Ich nahm die Treppen nach unten mit Leichtigkeit, beschwingt und befreit, dass dieses unangenehme Gefühl nichts mit meiner Sucht zu tun hatte. Als ich unten ankam, regnete es in Strömen. Das Bild trage ich bis heute in mir, wie ich da stehe und mir den Regen betrachte und beschließe, lieber doch nicht nass zu werden. Obwohl es schon weit nach sieben war, war es noch hell und das gab mir Auftrieb, denn ich fühlte mich danach, etwas neu und anders machen zu müssen.
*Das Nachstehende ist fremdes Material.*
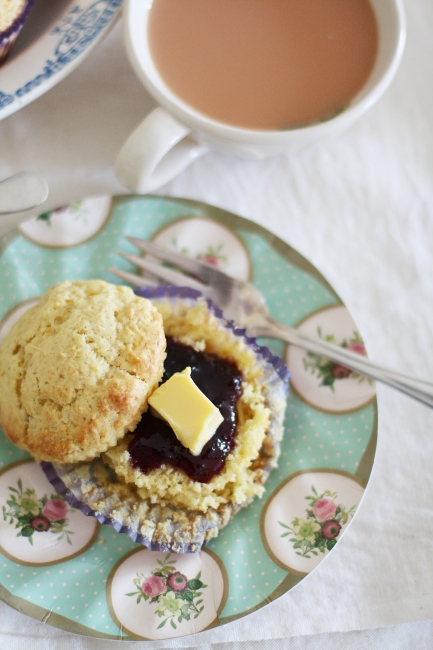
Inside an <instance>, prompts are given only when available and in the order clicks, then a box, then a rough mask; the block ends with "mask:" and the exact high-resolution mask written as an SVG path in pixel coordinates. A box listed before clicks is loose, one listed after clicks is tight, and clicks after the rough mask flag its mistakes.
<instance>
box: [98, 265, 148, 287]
mask: <svg viewBox="0 0 433 650" xmlns="http://www.w3.org/2000/svg"><path fill="white" fill-rule="evenodd" d="M108 271H109V272H110V273H113V275H117V277H118V278H120V279H121V280H125V282H129V284H133V285H134V286H135V287H149V286H150V287H156V286H157V284H158V283H157V282H155V281H154V280H151V279H149V278H145V277H144V276H142V275H135V273H128V272H127V271H121V270H120V269H115V268H114V267H110V268H109V269H108Z"/></svg>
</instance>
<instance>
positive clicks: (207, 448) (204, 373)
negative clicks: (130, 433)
mask: <svg viewBox="0 0 433 650" xmlns="http://www.w3.org/2000/svg"><path fill="white" fill-rule="evenodd" d="M188 366H190V368H191V378H192V380H193V381H194V383H195V384H196V385H197V386H198V387H199V388H200V390H201V391H202V392H203V393H204V394H205V395H206V397H208V398H209V399H210V401H211V402H212V403H213V404H214V405H215V406H216V407H217V408H218V409H219V410H220V412H221V414H222V416H223V417H224V421H223V422H222V423H221V424H220V426H219V427H218V429H217V430H216V432H215V434H214V435H213V436H212V438H211V439H210V440H209V441H208V442H207V443H206V445H205V446H204V447H203V450H202V452H201V454H200V455H199V456H193V454H191V452H190V451H189V450H188V449H187V448H186V447H184V446H183V445H182V444H181V443H180V442H179V441H178V439H177V438H176V436H175V434H174V432H173V430H172V428H171V427H170V426H169V425H168V424H166V423H165V422H164V420H161V419H160V418H158V417H155V416H153V415H152V414H151V413H149V412H147V413H144V414H143V417H142V418H141V421H140V422H139V424H138V426H137V428H136V429H135V431H134V438H133V439H132V440H131V442H130V443H129V447H128V450H129V453H130V456H131V460H130V462H131V465H132V467H134V468H135V469H139V470H140V471H141V472H143V473H146V472H149V471H151V470H152V469H156V468H158V467H160V466H161V465H162V464H165V463H169V464H170V465H172V466H173V467H175V468H177V469H181V470H183V471H184V472H185V473H186V474H187V475H188V476H189V477H190V478H191V479H193V480H194V481H199V482H200V483H208V482H209V481H210V480H211V479H212V477H213V476H215V475H217V474H219V473H220V472H221V471H222V469H223V467H224V462H225V459H226V457H227V454H228V453H229V452H230V451H231V450H232V449H233V447H234V445H235V434H236V428H237V423H238V416H237V409H236V403H237V401H238V399H239V397H240V396H241V394H242V374H241V373H240V372H239V370H238V369H237V367H236V366H235V364H233V363H231V362H229V361H225V360H224V359H220V358H218V357H215V356H211V355H208V354H205V353H203V352H198V351H197V350H194V348H192V347H190V346H188V345H184V344H182V343H179V342H176V341H174V340H173V339H172V338H167V358H166V360H165V363H164V368H165V372H164V376H163V378H162V381H163V382H164V381H167V379H169V378H170V377H171V376H172V375H173V374H174V373H175V372H181V371H182V370H184V369H185V368H186V367H188Z"/></svg>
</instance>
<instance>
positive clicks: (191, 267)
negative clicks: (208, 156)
mask: <svg viewBox="0 0 433 650" xmlns="http://www.w3.org/2000/svg"><path fill="white" fill-rule="evenodd" d="M126 239H127V240H128V241H129V242H131V243H132V244H134V246H136V247H137V248H139V249H140V250H141V251H143V252H144V253H146V254H147V255H148V256H150V257H145V258H144V257H139V256H137V255H130V254H128V253H123V252H119V253H118V254H119V255H121V256H122V257H124V258H125V259H126V260H128V261H129V262H132V263H133V264H135V265H136V266H138V267H139V269H141V270H142V271H144V272H145V274H146V277H144V276H142V275H136V274H134V273H128V272H127V271H122V270H120V269H115V268H110V269H108V270H109V271H110V272H111V273H114V274H115V275H116V276H117V277H119V278H121V279H122V280H125V281H126V282H128V283H130V284H132V285H134V286H137V287H143V286H149V285H150V286H155V285H157V284H161V282H162V283H163V284H174V285H177V286H186V287H190V288H191V289H196V290H198V291H200V292H201V293H202V294H203V296H204V297H205V298H209V299H211V300H212V302H213V303H214V304H215V305H216V306H217V307H220V309H222V310H223V312H224V316H225V318H227V319H228V320H233V321H234V322H235V323H236V325H237V326H238V327H245V328H246V329H247V332H248V334H249V335H250V336H266V337H270V338H276V339H280V340H282V341H286V342H288V343H291V344H292V345H296V346H298V347H301V348H303V349H305V350H308V351H310V352H313V353H315V354H319V355H321V356H323V357H325V358H327V359H329V360H330V361H333V362H334V363H338V364H341V365H343V366H345V367H346V368H349V369H350V370H352V371H354V372H358V373H361V374H362V375H365V376H366V377H370V378H371V379H375V380H377V381H380V382H382V383H384V384H387V385H389V386H392V387H393V388H396V389H397V390H400V391H401V392H403V393H405V394H407V395H410V396H411V397H413V398H414V399H417V400H418V401H420V402H423V403H424V404H426V405H427V406H431V407H433V384H432V383H431V382H428V381H424V380H421V379H417V378H415V377H409V376H407V375H404V374H402V373H399V372H396V371H394V370H389V369H388V368H384V367H383V366H381V365H379V364H377V363H374V362H373V361H371V360H370V359H367V358H366V357H364V356H362V355H359V354H356V353H354V352H351V351H350V350H346V349H345V348H342V347H339V346H337V345H333V344H332V343H329V342H328V341H323V340H321V339H319V338H315V337H312V336H309V335H307V334H304V333H302V332H299V331H298V330H296V329H295V328H293V327H288V326H287V325H283V324H282V323H279V322H278V321H276V320H274V319H273V318H272V317H271V316H270V315H269V312H268V309H267V307H266V304H265V301H264V298H263V296H262V295H261V293H260V292H259V291H258V290H257V289H256V288H255V287H254V286H253V285H252V284H251V283H249V282H242V281H240V280H237V279H235V278H232V277H231V276H229V275H227V274H226V273H223V272H222V271H219V270H218V269H216V268H214V267H213V266H210V265H209V264H206V263H205V262H201V261H198V260H195V259H193V258H190V257H186V256H185V255H182V254H180V253H177V252H175V251H172V250H168V249H166V248H163V247H162V246H159V245H157V244H154V243H152V242H149V241H145V240H143V239H137V238H136V237H126ZM163 263H169V264H170V266H169V267H168V266H164V265H163ZM173 265H175V266H176V267H177V268H178V269H180V270H179V271H177V270H174V269H173V268H172V266H173ZM187 274H190V275H187Z"/></svg>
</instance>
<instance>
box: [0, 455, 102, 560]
mask: <svg viewBox="0 0 433 650" xmlns="http://www.w3.org/2000/svg"><path fill="white" fill-rule="evenodd" d="M0 506H1V511H2V517H1V518H0V552H1V553H3V554H4V555H5V556H6V557H9V558H11V559H12V560H14V561H15V562H17V563H18V564H26V565H34V566H38V565H49V564H57V563H58V562H63V561H66V560H68V559H70V558H71V557H74V556H76V555H78V554H80V553H82V552H83V551H84V550H85V549H86V548H87V547H88V546H89V545H90V544H91V543H92V542H93V541H94V539H95V537H96V534H97V533H98V531H99V528H100V525H99V523H98V522H97V521H96V519H91V518H89V517H85V516H84V515H83V514H82V513H81V512H79V511H78V510H75V509H74V508H70V507H69V506H67V504H66V503H65V502H64V500H63V499H62V498H61V497H59V495H58V494H55V493H53V488H52V486H51V485H50V483H49V482H48V481H47V479H46V478H45V474H44V473H43V471H42V470H41V468H40V467H39V464H38V463H36V462H34V461H32V460H25V461H21V462H18V463H16V464H14V465H9V466H8V467H7V468H6V469H5V470H3V472H1V473H0Z"/></svg>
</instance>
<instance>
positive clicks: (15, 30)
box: [0, 0, 36, 65]
mask: <svg viewBox="0 0 433 650" xmlns="http://www.w3.org/2000/svg"><path fill="white" fill-rule="evenodd" d="M35 2H36V0H27V3H26V5H25V6H24V9H23V11H22V12H21V14H20V15H19V16H18V17H17V18H16V19H15V20H14V22H13V23H12V24H11V25H10V26H9V27H8V28H7V29H5V31H4V32H0V65H1V64H2V63H3V61H4V59H5V58H6V55H7V54H8V53H9V50H10V49H11V47H12V45H13V44H14V43H15V41H16V39H17V38H18V35H19V33H20V31H21V29H22V28H23V26H24V23H25V22H26V20H27V17H28V15H29V13H30V11H31V9H32V7H33V5H34V4H35Z"/></svg>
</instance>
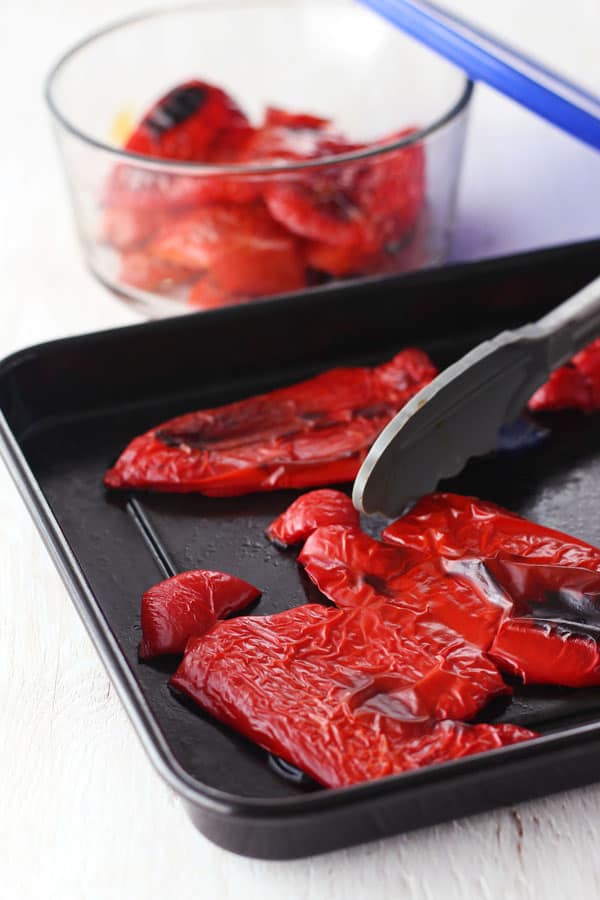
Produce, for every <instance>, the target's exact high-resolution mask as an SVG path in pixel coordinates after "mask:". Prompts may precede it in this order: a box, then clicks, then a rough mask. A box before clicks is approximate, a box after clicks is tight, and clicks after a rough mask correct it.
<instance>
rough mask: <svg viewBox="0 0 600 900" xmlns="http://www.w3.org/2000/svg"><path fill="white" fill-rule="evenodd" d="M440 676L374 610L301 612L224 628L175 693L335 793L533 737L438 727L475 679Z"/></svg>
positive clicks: (468, 670)
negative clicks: (342, 790)
mask: <svg viewBox="0 0 600 900" xmlns="http://www.w3.org/2000/svg"><path fill="white" fill-rule="evenodd" d="M443 668H444V663H443V661H440V659H439V658H436V657H434V656H431V655H429V654H428V653H427V652H425V651H423V649H422V648H421V647H419V645H418V644H412V643H411V642H410V641H407V640H405V639H404V638H403V637H402V635H401V633H400V629H399V628H395V629H394V628H390V627H389V625H388V624H386V623H385V622H384V621H383V620H382V619H381V618H380V617H379V616H378V615H377V614H376V613H374V611H372V610H369V609H359V610H352V611H346V610H335V609H329V608H326V607H321V606H302V607H297V608H296V609H292V610H289V611H287V612H283V613H279V614H278V615H274V616H267V617H264V618H260V617H254V618H248V617H244V618H238V619H235V620H232V621H231V622H226V623H219V624H218V625H216V626H215V627H214V628H213V629H212V631H211V632H210V633H209V634H207V635H205V636H204V637H202V638H199V639H197V640H195V641H193V642H191V644H190V647H189V648H188V652H187V653H186V655H185V657H184V660H183V662H182V663H181V665H180V666H179V668H178V670H177V672H176V674H175V676H174V677H173V679H172V684H173V685H174V686H175V687H176V688H178V689H180V690H181V691H183V692H184V693H185V694H187V695H188V696H189V697H191V698H193V699H194V700H195V701H196V702H198V703H199V704H200V705H201V706H202V707H203V708H204V709H206V710H208V711H209V712H210V713H211V714H212V715H214V716H215V717H216V718H217V719H219V720H220V721H222V722H224V723H225V724H227V725H229V726H231V727H233V728H235V729H236V730H238V731H240V732H241V733H242V734H244V735H245V736H246V737H248V738H250V739H251V740H253V741H255V742H256V743H258V744H260V745H261V746H262V747H264V748H265V749H266V750H268V751H270V752H272V753H275V754H277V755H278V756H281V757H283V758H284V759H286V760H288V761H289V762H291V763H293V764H294V765H296V766H298V767H299V768H301V769H302V770H303V771H305V772H307V773H308V774H309V775H311V776H312V777H313V778H315V779H316V780H317V781H319V782H320V783H321V784H324V785H326V786H328V787H342V786H344V785H349V784H354V783H357V782H360V781H366V780H369V779H373V778H381V777H384V776H387V775H393V774H397V773H399V772H404V771H407V770H409V769H415V768H418V767H420V766H424V765H428V764H431V763H436V762H443V761H445V760H449V759H458V758H459V757H462V756H466V755H468V754H471V753H477V752H480V751H483V750H487V749H492V748H496V747H501V746H504V745H506V744H511V743H515V742H517V741H522V740H526V739H528V738H531V737H534V736H535V735H534V733H533V732H531V731H527V730H525V729H522V728H517V727H515V726H512V725H504V726H497V727H494V726H492V725H476V726H469V725H465V724H463V723H459V722H454V721H451V720H447V721H444V722H441V721H438V720H436V718H435V716H449V715H456V714H459V715H460V714H462V713H463V711H464V704H463V702H462V695H463V694H464V693H468V692H469V685H471V684H473V683H475V682H476V681H477V677H478V672H477V671H469V667H468V666H467V667H465V668H464V669H463V670H462V671H461V672H460V676H459V677H453V673H452V672H451V671H448V672H447V673H446V679H445V683H443V684H441V683H440V673H441V671H442V670H443ZM484 693H485V692H484Z"/></svg>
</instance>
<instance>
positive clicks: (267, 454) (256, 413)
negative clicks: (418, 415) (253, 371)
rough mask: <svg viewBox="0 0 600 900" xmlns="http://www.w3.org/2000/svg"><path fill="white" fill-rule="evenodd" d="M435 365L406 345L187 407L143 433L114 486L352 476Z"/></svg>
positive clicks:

Ich blieb im überdachten Eingang stehen und sah mir an, wie der Regen von der Kante des Vordachs auf die Straße klatschte. Es war ein ruhiger und beinahe lautloser Abend, bis auf das friedliche, gleichmäßige Geräusch des herabfallenden Regens. Selbst die Straße blieb vollkommen leer, während ich zusah, wie sich die Straßenrinnen mit Wasser füllten. „Noch mal davongekommen“, dachte ich wieder. Und dann, als ob mich eine fremde Hand führte, griff ich in die Jackentasche, zog mir eine Kippe aus der Packung, steckte sie an, nahm einen tiefen Zug und ließ den Rauch langsam, wie in Zeitlupe, über meine Lippen nach außen gleiten. Unmittelbar danach sah ich ihn auf mich zurasen. Ich wusste, dass es zu spät war, ihm auszuweichen. Aber es tat auch weh genug, um es kein zweites Mal zuzulassen.